The Cherokee removal (May 25, 1838 – 1839) was part of the broader Indian removal policy and refers to the forced displacement of an estimated 15,500 Cherokees and 1,500 African-American slaves from the U.S. states of Georgia, North Carolina, Tennessee and Alabama to the West. This forced displacement occurred according to the terms of the 1835 Treaty of New Echota. The Cherokee removal was one of several forced relocations of American Indian groups from the American South, North, Midwest, Southwest, and the Plains regions during this period, though other groups such as the Chickasaw, Choctaw, and Muscogee (Creek) were also removed reluctantly during this era of U.S. policy.
The removal process itself lasted from May 25, 1838 through 1839, during which the Cherokee and enslaved African-Americans were forcibly transported westward. The Cherokee have since called this event Nu na da ul tsun yi (the place where they cried), though this term and the alternative phrase Tlo va sa (our removal) do not appear to have been used at the time of the removal itself, and both terms seem to be of Choctaw origin.
The consequence of the forced removal was devastating.

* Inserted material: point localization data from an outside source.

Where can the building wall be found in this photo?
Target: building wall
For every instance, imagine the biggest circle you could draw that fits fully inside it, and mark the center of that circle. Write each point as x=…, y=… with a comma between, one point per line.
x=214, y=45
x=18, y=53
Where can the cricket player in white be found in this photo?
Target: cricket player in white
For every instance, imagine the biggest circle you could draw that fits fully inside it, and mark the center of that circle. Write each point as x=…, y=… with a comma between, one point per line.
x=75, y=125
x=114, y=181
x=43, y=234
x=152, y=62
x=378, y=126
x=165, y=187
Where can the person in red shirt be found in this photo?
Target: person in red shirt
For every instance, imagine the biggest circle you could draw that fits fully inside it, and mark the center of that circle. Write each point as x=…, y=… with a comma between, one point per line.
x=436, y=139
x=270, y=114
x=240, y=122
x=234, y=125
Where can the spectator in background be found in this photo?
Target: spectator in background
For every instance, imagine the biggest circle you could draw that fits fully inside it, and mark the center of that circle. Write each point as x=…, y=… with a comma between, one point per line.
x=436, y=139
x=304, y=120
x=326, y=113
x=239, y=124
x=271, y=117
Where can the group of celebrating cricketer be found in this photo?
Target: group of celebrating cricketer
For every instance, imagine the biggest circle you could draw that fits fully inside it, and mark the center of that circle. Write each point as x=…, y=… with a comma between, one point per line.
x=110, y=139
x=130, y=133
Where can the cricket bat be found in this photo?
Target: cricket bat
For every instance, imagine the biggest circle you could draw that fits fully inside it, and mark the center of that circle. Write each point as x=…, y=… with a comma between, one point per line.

It is estimated that 3,500 Cherokees and African-American slaves died en route during the removal process. This mass displacement and death toll stands as a significant and tragic chapter in American Indian history, representing the human cost of the Indian removal policy during the early republic period.
The early republic period saw the United States move from the weak Articles of Confederation to the federal Constitution ratified in 1788, with the Bill of Rights added in 1791. George Washington served two terms as president (1789–1797), establishing precedents for executive authority, and the federal capital moved permanently to Washington D.C. in 1800. The Louisiana Purchase (1803) doubled the nation's territory for roughly $15 million, opening vast trans-Mississippi lands to American expansion. The War of 1812 against Britain ended inconclusively but produced a surge of American national identity and eliminated most British support for Indigenous resistance east of the Mississippi. The Northwest Indian Wars (1785–1795) and the Creek War (1813–1814) broke Indigenous confederacies that had resisted US expansion. The Missouri Compromise of 1820 temporarily balanced slave and free states as the nation expanded westward, but embedded the contradiction of slavery in every subsequent territorial debate.